The world was in an uproar when Donald Trump began to reveal his policies (including some rather tough rhetoric on China) after winning the American presidential election in November. However, given what he has said and done since taking office, it seems that Trump’s attitude towards China is changing.
Trump’s first address to the US Congress on March 1 offered the best sample of his present and future policy orientations: rejuvenating American manufacturing; increasing investment in infrastructure; reducing tax, both corporate and personal, by a big margin; adopting a new immigration policy; repealing Obamacare; advancing equality in education; increasing defense expenditure and firmly opposing terrorism; not forcing American values on others (as Trump believes that America will respect all countries’ right to choose their own paths); and insisting on his “America first” principle to “make America great again”.
Generally speaking, the different aspects to Trump’s new deal in the economic, political, diplomatic, educational and livelihood fields are rather people-oriented and realistic.
Trump was largely regarded as a big uncertain factor, riding on special circumstances at that time. His policy orientations contain important positive elements for world development. But with limited personal influence in the US political system, whether much of his policy will be translated into reality remains a question.

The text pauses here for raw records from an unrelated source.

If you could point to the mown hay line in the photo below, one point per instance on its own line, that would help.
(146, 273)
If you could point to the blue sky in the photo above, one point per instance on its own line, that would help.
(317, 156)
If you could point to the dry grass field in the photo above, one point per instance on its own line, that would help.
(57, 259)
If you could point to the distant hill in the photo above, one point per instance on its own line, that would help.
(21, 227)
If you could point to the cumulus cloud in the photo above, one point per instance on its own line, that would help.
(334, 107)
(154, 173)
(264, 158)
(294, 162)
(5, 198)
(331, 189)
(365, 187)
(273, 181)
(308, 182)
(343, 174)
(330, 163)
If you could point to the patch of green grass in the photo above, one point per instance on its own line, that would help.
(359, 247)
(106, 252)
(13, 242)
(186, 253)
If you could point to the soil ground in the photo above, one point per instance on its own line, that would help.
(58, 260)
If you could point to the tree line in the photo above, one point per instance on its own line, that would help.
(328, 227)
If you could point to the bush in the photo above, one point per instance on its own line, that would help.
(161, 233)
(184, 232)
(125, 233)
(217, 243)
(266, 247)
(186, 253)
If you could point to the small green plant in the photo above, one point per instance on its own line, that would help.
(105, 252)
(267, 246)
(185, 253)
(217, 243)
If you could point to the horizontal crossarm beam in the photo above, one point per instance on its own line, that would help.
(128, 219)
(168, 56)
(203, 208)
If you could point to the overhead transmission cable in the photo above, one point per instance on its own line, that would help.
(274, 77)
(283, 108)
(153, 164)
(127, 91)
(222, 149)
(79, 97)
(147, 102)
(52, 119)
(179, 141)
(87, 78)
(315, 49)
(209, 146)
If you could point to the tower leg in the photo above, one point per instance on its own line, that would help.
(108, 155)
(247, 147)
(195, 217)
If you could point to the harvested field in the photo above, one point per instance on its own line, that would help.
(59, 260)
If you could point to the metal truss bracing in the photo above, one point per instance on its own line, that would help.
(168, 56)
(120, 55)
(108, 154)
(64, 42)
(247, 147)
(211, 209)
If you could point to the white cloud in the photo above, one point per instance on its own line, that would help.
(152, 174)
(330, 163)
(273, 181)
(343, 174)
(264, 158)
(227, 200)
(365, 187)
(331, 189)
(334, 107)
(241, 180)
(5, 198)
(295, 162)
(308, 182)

For example, Trump wants to increase interest rates. The American economy is recovering, and both inflation and employment are rising. If interest rates are not increased now, inflation pressure will be huge. When the interest rate is increased, however, global capital may flow to the US, fueling dollar appreciation, which may well reduce the competitiveness of American exports.
In the past three years and more, global trade growth has been slower than economic growth. Chinese trade has had negative growth. So have American exports, by a larger margin, mainly due to dollar appreciation. This is something Trump does not wish to see, and many people worry about whether there will be a trade war between China and the US.
My view is that a trade war will not occur between the two countries. The volume of trade between China and the US is huge. Last year it was between $530 billion and $540 billion. But trade between the two countries is seriously unbalanced.
The US is China’s second-largest trading partner. In two-way trade, China has a surplus of about $250 billion. American presidents have long been concerned with trade imbalances with China, many of which are not directly caused by China. For example, the US does not sell hi-tech to China, although China wants very much to buy it. China also wants to invest in the US, which imposes many restrictions on Chinese investment. As a result, capital flow between them is seriously imbalanced. American export on the whole is not very competitive: Its overall trade deficit tops $500 billion; the deficit with Japan accounts for 9% of that figure; that the deficit with China is 47%.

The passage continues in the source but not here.